Ren and her son Odin, 7 months.

"I had a c-section so the beginning was a little bit rocky because I was out of it for the first day or so. Then I could get him to latch onto one side, but not the other for a little while. When we came home, it was like the opposite. I had a little bit of nipple soreness, so I pumped on that one side for a while and just fed him on the other. The lactation consultant said that everything seemed OK and to just give it some time to heal ... I'm proud that I've stuck with it, even though going back to work was really hard."

-Ren Rautio

Michelle and her daughter Marlow, 5 months.

"I plan on breastfeeding for as long as she wants to. My original goal was a year, and I didn't think I was going to make it, like, even here. She was only 5 pounds 6 ounces. That was another big thing, everybody was pressuring me off the bat to put weight on her, so it became a big, big, big stresser ... I'm proudest of overcoming, well, lip-tie, tongue-tie, mastitis, clogged ducts … I literally have tissue damage that won't go away. But I was just determined, I am not ready to be done with this"

-Michelle Miller

Jennifer and her daughter Nicolina, 7 months.
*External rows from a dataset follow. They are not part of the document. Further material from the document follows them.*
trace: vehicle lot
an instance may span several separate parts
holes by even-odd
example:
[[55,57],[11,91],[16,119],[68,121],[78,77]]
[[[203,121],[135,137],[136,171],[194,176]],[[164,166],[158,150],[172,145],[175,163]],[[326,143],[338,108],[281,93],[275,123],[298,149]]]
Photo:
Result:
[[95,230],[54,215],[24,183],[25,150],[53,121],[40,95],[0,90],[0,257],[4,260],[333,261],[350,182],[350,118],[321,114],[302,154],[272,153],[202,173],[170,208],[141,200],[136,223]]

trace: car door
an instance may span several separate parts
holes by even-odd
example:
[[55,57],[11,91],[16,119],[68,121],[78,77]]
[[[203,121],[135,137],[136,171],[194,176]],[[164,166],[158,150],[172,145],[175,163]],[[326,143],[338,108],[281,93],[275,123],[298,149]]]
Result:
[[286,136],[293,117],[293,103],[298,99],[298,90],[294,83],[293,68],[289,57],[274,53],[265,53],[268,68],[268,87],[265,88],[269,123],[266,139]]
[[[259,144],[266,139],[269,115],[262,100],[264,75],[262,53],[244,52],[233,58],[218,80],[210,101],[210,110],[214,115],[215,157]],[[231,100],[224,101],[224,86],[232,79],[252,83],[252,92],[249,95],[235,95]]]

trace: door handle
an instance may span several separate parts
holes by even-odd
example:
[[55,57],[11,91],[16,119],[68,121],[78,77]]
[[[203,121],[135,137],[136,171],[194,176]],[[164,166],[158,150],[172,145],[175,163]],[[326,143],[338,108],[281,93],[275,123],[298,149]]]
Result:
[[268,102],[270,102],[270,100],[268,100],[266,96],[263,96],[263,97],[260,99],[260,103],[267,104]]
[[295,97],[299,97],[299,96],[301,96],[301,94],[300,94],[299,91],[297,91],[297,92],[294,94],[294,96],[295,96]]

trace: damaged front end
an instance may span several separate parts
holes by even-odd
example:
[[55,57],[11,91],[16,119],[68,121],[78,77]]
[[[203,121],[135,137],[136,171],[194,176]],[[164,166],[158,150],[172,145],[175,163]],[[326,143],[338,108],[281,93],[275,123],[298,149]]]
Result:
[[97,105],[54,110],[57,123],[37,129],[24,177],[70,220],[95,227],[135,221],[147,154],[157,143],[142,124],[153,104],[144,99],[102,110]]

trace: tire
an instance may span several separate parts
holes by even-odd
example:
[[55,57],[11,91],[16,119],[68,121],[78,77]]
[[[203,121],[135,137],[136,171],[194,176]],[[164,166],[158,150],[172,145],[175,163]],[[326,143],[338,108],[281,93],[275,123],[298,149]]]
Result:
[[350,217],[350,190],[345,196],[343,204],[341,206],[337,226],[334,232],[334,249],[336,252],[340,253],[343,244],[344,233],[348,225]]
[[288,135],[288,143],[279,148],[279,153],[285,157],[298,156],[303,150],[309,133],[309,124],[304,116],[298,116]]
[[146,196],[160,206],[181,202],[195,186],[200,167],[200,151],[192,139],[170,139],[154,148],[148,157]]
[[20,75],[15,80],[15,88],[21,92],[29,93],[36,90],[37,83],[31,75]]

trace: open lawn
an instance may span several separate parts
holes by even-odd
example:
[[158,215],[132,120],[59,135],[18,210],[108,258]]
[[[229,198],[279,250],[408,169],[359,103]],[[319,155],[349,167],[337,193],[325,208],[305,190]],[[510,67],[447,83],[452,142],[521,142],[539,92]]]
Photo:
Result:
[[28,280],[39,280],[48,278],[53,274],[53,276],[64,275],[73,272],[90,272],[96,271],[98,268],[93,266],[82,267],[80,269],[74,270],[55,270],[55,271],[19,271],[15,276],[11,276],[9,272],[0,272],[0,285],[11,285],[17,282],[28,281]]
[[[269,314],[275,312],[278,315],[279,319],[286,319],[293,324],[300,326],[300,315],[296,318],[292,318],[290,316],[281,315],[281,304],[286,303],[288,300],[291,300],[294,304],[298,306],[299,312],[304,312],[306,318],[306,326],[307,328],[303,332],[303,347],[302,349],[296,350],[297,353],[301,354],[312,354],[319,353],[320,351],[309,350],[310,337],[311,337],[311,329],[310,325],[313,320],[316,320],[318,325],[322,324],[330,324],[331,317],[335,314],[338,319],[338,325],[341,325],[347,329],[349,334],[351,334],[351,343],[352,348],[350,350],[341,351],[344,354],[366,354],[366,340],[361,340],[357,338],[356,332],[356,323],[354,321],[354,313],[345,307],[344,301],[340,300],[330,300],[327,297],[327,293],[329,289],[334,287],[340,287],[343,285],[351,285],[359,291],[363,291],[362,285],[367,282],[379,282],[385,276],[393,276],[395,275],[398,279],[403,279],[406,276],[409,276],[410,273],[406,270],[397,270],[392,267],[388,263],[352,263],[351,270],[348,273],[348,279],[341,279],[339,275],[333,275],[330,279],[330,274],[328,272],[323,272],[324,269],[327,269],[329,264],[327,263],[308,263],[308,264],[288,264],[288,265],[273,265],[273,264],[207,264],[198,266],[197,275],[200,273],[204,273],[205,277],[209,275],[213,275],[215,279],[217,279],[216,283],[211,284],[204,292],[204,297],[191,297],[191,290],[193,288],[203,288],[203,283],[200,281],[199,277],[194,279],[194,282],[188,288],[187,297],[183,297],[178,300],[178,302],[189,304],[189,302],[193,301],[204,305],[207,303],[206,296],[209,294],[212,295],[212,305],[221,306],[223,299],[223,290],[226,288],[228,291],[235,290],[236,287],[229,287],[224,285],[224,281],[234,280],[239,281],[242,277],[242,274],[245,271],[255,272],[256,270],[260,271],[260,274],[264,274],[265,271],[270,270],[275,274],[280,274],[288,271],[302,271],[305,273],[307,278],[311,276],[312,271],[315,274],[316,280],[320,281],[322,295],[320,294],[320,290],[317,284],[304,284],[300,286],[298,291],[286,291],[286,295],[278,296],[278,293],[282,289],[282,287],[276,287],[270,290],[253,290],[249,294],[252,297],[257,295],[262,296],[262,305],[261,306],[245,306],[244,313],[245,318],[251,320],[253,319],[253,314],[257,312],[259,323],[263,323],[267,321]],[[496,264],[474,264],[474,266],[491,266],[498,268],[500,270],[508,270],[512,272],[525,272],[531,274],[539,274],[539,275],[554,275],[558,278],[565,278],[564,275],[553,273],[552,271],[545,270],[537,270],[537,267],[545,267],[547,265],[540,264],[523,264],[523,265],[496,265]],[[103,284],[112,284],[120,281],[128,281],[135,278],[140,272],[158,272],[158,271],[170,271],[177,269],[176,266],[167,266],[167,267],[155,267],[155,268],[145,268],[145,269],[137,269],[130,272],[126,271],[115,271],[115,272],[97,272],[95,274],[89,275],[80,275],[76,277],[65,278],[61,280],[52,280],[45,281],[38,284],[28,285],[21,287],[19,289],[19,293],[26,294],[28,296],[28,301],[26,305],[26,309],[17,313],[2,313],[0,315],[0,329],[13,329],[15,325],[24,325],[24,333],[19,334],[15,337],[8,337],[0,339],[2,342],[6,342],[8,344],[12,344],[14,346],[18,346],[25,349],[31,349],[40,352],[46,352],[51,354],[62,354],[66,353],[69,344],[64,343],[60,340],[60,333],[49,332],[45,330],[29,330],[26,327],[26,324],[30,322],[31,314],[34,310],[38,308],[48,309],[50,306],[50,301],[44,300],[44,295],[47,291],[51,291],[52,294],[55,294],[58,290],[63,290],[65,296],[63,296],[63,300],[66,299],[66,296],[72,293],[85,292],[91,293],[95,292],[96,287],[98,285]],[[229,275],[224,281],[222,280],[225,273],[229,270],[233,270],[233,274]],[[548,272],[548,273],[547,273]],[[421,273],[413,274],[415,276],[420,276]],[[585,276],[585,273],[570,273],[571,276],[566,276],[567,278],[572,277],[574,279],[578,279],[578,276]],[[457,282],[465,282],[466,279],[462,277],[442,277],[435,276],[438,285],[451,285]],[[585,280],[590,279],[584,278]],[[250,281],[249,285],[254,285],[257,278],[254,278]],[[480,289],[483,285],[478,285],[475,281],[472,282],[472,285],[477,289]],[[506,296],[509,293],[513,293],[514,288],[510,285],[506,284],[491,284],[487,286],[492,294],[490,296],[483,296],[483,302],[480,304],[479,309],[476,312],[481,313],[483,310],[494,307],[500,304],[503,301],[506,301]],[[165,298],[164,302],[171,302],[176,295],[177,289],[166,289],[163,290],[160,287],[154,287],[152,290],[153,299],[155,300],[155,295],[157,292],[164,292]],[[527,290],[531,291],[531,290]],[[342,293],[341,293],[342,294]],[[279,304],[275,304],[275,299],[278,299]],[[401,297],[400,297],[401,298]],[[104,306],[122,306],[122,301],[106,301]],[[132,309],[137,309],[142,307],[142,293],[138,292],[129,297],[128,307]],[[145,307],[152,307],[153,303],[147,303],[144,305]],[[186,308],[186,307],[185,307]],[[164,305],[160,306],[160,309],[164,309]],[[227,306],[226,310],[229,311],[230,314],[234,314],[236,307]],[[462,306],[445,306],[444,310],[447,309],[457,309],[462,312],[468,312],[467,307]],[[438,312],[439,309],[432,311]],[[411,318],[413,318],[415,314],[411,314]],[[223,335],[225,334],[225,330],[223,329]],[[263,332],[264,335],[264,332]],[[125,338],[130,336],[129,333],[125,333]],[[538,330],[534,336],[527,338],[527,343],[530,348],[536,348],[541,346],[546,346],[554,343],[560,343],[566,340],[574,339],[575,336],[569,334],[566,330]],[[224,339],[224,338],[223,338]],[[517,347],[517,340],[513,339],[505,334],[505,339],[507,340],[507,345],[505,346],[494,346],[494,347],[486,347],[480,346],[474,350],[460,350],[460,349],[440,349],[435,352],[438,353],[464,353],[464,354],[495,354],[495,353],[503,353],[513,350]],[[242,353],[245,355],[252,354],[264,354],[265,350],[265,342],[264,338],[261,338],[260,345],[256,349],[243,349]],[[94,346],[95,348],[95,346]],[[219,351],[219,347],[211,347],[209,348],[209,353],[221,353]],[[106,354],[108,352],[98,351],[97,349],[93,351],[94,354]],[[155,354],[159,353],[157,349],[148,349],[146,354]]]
"We had a tough time because my milk has extra lipase in it, so she won't eat any frozen milk. Even if it's in the fridge for more than two days, she won't eat it. So we supplement with formula ... I'm most proud of being able to keep breastfeeding while working. That I've lasted this long. I started with a goal of just three months, and then six months, and now I'm trying for nine months. Hopefully we'll make it. Two more months, and then we'll see."

-Jennifer Bochynski

Denise and her daughter Dakota, 19 months.

"My son is 4, so I've been breastfeeding for almost four years. There was a little break in between ... I like the bonding, the quiet moments. Now that she is getting older there are less of those because she is moving around a lot."